Será que o ambiente de trabalho tem mudado nesses últimos anos? Será que os valores e objetivos estratégicos das empresas evoluíram? E se sim, em qual direção?

Eu me lembro que em 1999 quando eu trabalhava como analista de sistemas em uma multinacional presente no mundo todo, uma gigante da tecnologia da época, fui convocada para uma reunião com a minha gerente e o gerente geral da empresa.
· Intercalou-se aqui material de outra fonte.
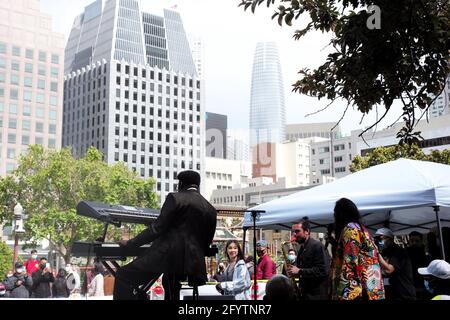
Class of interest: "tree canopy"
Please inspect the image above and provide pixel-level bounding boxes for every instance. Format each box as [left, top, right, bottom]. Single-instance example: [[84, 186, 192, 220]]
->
[[350, 144, 450, 172], [239, 0, 450, 144], [0, 146, 159, 261]]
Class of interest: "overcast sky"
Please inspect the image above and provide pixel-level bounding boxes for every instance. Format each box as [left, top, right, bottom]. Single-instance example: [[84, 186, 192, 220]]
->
[[41, 0, 401, 133]]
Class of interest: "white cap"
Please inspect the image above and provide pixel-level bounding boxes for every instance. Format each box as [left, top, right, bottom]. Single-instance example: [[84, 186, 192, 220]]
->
[[417, 260, 450, 279], [375, 228, 394, 238]]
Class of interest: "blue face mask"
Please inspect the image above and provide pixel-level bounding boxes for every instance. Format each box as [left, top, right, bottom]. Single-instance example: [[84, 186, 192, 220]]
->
[[378, 240, 384, 251], [423, 280, 434, 293]]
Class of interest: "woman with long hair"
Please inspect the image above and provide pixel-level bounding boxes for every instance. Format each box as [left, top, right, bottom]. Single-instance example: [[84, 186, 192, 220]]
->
[[216, 240, 251, 300], [331, 198, 385, 300]]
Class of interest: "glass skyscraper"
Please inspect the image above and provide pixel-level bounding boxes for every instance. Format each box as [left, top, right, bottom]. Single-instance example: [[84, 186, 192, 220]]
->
[[250, 42, 286, 147]]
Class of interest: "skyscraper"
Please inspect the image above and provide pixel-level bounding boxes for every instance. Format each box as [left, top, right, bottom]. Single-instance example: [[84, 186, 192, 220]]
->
[[0, 0, 64, 176], [250, 42, 286, 147], [63, 0, 205, 201]]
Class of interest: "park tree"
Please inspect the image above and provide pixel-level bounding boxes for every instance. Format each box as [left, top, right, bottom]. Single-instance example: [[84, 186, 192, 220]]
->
[[350, 144, 450, 172], [239, 0, 450, 144], [0, 146, 159, 262]]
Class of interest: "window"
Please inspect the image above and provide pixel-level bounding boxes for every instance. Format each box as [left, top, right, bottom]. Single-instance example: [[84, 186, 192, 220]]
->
[[23, 77, 33, 87], [23, 91, 32, 101], [52, 54, 59, 64], [36, 107, 44, 118], [38, 79, 45, 90], [51, 67, 59, 78], [25, 63, 33, 73], [36, 122, 44, 133], [39, 51, 47, 62], [11, 60, 20, 71], [25, 49, 34, 59], [13, 46, 20, 57], [8, 133, 16, 144]]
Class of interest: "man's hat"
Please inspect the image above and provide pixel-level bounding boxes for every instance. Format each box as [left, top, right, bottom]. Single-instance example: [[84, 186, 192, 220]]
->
[[256, 240, 267, 248], [375, 228, 394, 239], [417, 259, 450, 279], [177, 170, 200, 186]]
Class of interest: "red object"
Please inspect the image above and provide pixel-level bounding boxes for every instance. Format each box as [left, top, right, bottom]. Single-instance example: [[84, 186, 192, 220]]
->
[[256, 254, 277, 280], [23, 258, 39, 276]]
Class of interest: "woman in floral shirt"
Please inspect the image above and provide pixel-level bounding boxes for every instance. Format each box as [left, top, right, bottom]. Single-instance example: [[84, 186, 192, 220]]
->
[[331, 198, 384, 300]]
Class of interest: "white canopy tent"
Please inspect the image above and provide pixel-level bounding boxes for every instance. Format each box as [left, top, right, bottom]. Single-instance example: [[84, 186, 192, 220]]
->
[[244, 159, 450, 258]]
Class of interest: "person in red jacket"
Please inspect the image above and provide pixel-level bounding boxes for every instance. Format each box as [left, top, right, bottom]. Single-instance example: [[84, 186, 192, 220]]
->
[[23, 249, 39, 276], [256, 240, 277, 280]]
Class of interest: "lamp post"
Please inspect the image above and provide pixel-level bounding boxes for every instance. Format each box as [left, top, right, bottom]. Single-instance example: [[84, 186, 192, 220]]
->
[[13, 203, 25, 269]]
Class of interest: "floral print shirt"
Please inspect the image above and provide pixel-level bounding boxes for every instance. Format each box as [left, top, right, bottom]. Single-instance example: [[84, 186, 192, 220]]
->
[[331, 223, 385, 300]]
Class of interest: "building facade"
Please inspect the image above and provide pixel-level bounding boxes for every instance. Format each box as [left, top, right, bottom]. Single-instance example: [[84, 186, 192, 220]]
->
[[63, 0, 205, 202], [428, 75, 450, 118], [0, 0, 64, 176], [286, 122, 342, 141], [205, 157, 252, 200], [206, 112, 228, 159], [250, 42, 286, 147]]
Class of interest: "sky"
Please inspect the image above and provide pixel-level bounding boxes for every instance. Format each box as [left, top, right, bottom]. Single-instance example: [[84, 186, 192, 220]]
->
[[40, 0, 401, 134]]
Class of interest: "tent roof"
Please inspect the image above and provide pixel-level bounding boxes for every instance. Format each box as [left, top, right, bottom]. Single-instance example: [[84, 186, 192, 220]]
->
[[244, 159, 450, 234]]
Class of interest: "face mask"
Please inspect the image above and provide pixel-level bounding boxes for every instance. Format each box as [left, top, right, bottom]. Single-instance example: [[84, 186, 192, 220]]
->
[[377, 240, 385, 251], [423, 280, 434, 293]]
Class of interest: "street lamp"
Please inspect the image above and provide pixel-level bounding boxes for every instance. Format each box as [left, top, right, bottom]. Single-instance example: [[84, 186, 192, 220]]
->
[[13, 203, 25, 269]]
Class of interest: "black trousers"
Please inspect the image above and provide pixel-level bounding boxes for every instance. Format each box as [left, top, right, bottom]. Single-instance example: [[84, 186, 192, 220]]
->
[[113, 262, 185, 301]]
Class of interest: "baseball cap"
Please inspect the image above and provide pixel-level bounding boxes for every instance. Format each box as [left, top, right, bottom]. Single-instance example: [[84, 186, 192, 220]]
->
[[417, 259, 450, 279], [256, 240, 267, 247], [375, 228, 394, 238]]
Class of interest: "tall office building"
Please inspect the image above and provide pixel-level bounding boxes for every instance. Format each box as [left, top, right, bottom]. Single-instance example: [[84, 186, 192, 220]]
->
[[63, 0, 205, 201], [429, 75, 450, 118], [250, 42, 286, 147], [206, 112, 228, 159], [0, 0, 64, 176]]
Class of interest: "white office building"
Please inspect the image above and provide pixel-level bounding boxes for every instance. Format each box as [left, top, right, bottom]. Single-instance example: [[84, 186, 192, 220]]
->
[[0, 0, 64, 176], [250, 42, 286, 147], [63, 0, 205, 202]]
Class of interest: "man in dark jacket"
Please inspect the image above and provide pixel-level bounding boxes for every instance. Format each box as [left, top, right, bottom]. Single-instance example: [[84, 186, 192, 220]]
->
[[113, 171, 217, 300], [288, 218, 330, 300], [31, 258, 55, 298], [5, 262, 33, 299]]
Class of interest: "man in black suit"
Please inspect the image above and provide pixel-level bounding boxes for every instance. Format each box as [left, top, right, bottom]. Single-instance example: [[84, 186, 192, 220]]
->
[[113, 171, 217, 300], [288, 218, 330, 300]]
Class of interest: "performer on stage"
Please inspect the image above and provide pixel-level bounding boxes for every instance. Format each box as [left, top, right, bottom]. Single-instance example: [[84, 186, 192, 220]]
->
[[113, 170, 217, 300]]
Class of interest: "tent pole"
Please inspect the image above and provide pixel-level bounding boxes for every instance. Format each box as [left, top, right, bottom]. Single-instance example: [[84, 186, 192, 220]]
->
[[242, 228, 247, 258], [433, 206, 445, 260]]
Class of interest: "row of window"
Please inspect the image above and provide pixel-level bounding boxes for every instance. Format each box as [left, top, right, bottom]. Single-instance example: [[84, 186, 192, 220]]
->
[[212, 192, 244, 204], [0, 56, 59, 78], [206, 171, 232, 181], [0, 118, 56, 134], [0, 133, 56, 147], [0, 42, 59, 64]]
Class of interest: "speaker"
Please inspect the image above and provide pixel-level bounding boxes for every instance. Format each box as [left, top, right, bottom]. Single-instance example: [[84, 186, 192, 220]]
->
[[183, 295, 234, 300]]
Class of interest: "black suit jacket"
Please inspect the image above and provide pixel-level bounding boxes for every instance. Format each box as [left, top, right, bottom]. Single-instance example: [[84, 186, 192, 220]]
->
[[127, 189, 217, 283], [297, 238, 330, 300]]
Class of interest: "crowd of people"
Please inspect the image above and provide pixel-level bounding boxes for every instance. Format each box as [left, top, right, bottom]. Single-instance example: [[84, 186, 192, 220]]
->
[[213, 198, 450, 301], [0, 250, 112, 299]]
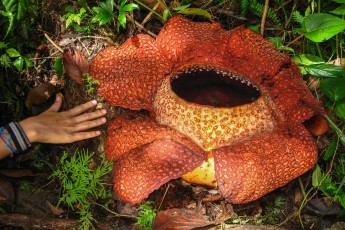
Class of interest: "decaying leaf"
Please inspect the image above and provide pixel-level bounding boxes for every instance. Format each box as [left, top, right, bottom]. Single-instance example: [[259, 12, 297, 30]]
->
[[25, 82, 57, 110], [0, 177, 14, 203], [63, 48, 89, 85], [152, 208, 213, 230]]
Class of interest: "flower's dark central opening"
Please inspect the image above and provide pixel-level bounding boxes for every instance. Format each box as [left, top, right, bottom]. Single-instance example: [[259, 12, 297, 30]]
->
[[171, 67, 260, 107]]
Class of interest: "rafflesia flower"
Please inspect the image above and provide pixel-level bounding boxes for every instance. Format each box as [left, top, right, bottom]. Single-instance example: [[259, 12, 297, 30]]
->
[[90, 16, 323, 204]]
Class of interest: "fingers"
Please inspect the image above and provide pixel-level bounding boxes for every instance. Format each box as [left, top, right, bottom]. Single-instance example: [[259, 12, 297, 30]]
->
[[47, 95, 62, 112], [64, 100, 97, 117], [73, 109, 107, 124], [73, 117, 107, 132], [70, 131, 101, 142]]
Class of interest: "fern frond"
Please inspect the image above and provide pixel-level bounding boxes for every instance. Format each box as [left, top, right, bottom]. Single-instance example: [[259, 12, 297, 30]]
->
[[292, 10, 304, 24], [241, 0, 249, 16], [249, 0, 281, 26]]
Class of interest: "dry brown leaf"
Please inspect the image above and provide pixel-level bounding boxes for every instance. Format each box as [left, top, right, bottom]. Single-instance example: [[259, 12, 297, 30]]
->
[[63, 48, 90, 85], [25, 82, 57, 109], [0, 177, 14, 203], [152, 208, 213, 230]]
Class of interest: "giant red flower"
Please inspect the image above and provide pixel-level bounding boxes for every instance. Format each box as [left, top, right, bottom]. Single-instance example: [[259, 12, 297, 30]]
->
[[90, 16, 323, 204]]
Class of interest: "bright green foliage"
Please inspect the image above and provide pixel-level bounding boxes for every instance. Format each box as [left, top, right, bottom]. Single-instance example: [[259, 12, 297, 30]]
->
[[50, 149, 112, 229], [54, 57, 63, 77], [312, 164, 345, 209], [302, 13, 345, 42], [241, 0, 281, 26], [83, 73, 99, 93], [136, 201, 157, 230], [62, 6, 96, 33], [0, 42, 34, 72], [91, 0, 115, 26], [117, 0, 139, 29], [64, 8, 86, 28]]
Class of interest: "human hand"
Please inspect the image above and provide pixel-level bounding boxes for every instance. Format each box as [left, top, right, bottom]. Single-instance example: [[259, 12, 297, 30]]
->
[[19, 96, 107, 144]]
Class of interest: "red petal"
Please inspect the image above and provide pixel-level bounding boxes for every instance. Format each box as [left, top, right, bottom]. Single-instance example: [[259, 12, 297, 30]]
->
[[113, 140, 204, 204], [213, 124, 317, 203], [105, 115, 207, 161], [90, 34, 172, 110]]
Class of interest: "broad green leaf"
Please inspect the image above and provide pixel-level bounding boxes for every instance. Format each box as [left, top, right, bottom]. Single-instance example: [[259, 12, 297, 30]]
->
[[305, 63, 344, 77], [6, 48, 20, 58], [163, 9, 171, 21], [13, 57, 24, 72], [302, 13, 345, 42], [325, 115, 345, 146], [54, 57, 63, 77], [268, 37, 283, 49], [322, 137, 339, 161], [0, 11, 14, 38], [66, 8, 86, 28], [0, 42, 7, 49], [334, 101, 345, 121], [177, 8, 211, 19], [173, 4, 190, 11], [320, 78, 345, 102], [24, 57, 34, 68], [292, 54, 325, 65], [311, 165, 322, 187], [330, 4, 345, 15], [121, 3, 139, 12], [117, 12, 126, 28]]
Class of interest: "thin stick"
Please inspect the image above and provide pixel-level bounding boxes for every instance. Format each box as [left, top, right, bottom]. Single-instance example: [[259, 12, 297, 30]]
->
[[126, 14, 157, 37], [141, 2, 160, 26], [157, 183, 170, 210], [260, 0, 270, 36], [44, 33, 63, 53]]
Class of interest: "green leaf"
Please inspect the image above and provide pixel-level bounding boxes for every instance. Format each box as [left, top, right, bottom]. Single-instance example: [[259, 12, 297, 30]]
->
[[66, 8, 86, 28], [320, 78, 345, 102], [302, 13, 345, 42], [311, 165, 322, 187], [177, 8, 212, 19], [322, 137, 339, 161], [325, 115, 345, 146], [330, 4, 345, 15], [13, 57, 24, 72], [121, 3, 139, 12], [292, 54, 325, 65], [163, 9, 171, 21], [268, 37, 283, 49], [54, 57, 63, 77], [334, 101, 345, 121], [305, 63, 344, 77], [91, 3, 115, 26], [6, 48, 20, 58], [173, 4, 190, 11], [24, 57, 34, 68], [117, 12, 126, 28]]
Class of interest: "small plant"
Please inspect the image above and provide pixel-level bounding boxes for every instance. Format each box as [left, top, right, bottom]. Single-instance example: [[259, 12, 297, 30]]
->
[[83, 73, 99, 93], [136, 201, 157, 230], [50, 149, 112, 229]]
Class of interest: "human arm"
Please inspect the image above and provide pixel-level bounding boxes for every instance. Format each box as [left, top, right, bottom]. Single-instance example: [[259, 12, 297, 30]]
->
[[0, 96, 106, 159]]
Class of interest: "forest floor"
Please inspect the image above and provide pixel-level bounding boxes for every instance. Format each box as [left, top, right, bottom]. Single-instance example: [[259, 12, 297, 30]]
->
[[0, 1, 345, 229]]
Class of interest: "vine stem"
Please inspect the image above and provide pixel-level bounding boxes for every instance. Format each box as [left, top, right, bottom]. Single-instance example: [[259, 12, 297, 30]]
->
[[260, 0, 270, 35]]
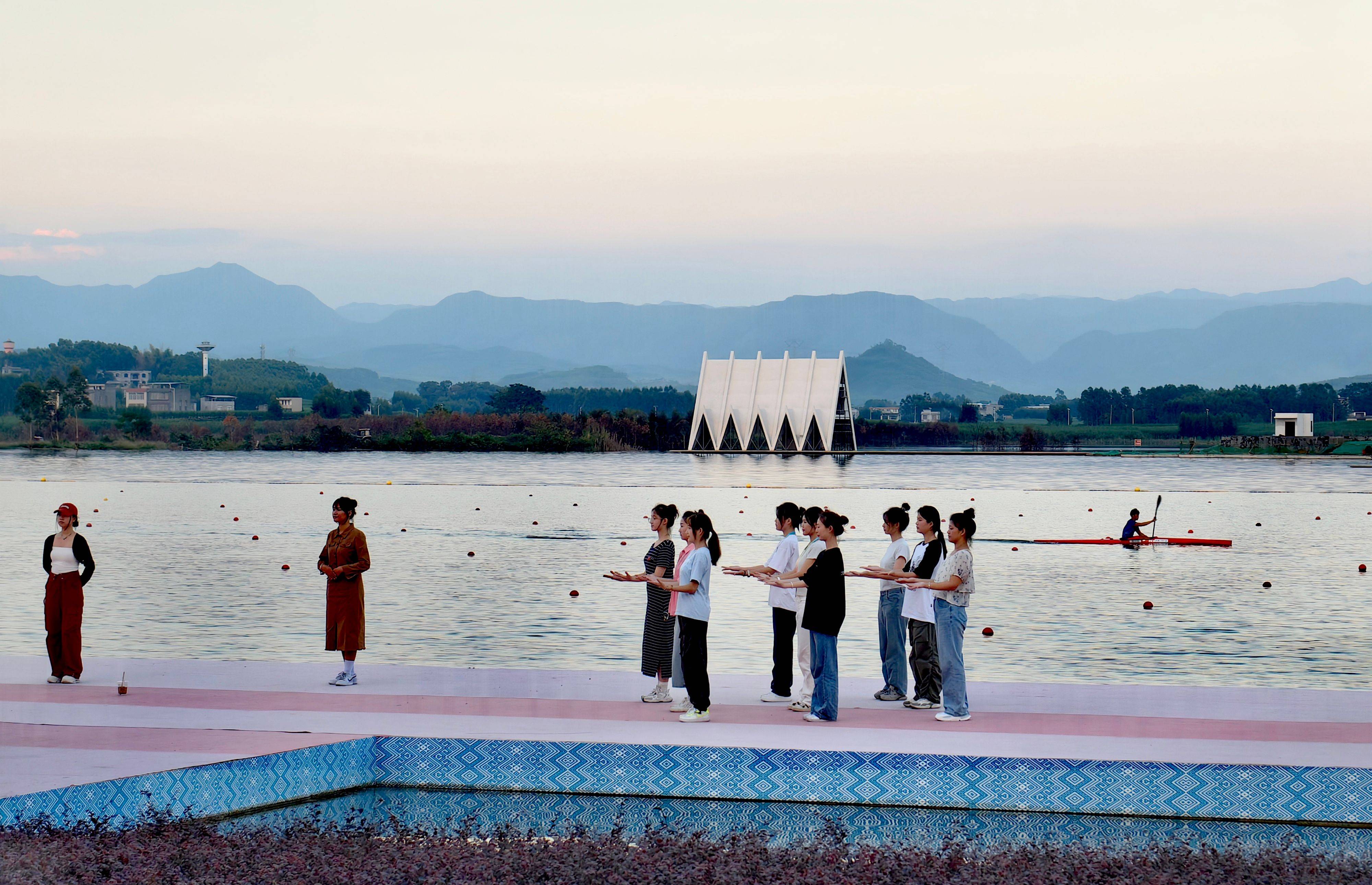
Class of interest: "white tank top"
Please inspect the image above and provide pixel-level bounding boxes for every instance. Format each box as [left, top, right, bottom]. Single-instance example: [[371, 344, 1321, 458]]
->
[[52, 545, 77, 575]]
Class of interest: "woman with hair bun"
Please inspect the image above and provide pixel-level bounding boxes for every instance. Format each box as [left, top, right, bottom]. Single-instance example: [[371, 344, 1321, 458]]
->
[[763, 510, 848, 722], [901, 508, 977, 722], [648, 510, 720, 722], [605, 503, 676, 704], [318, 497, 372, 686]]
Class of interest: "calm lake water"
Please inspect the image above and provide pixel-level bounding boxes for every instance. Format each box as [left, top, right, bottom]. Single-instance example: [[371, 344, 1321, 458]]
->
[[0, 451, 1372, 689]]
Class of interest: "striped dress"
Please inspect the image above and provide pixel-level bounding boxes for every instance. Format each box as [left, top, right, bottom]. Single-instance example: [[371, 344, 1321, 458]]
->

O motivo da reunião não foi me dito, como nenhum incidente havia acontecido e não era época de avaliação de desempenho, achei estranho.  Quando cheguei na reunião fui colocada à frente dos meus gerentes, que me olharam nos olhos com seriedade e me disseram o seguinte:  “ Te chamamos aqui, porquê você não tem perfil de engenheira.”.  Eu olhei para eles um pouco surpresa e perguntei automaticamente; “E por quê acham que eu não tenho perfil de engenheira?”  E eles me responderam:  “Porque você sorri demais, está sempre feliz e diz bom dia para todo mundo.”  Confesso que, fui surpreendida por essa resposta, afinal não esperava ser repreendida por ser uma pessoa feliz e educada.  Isso aconteceu há exatamente 21 anos atrás.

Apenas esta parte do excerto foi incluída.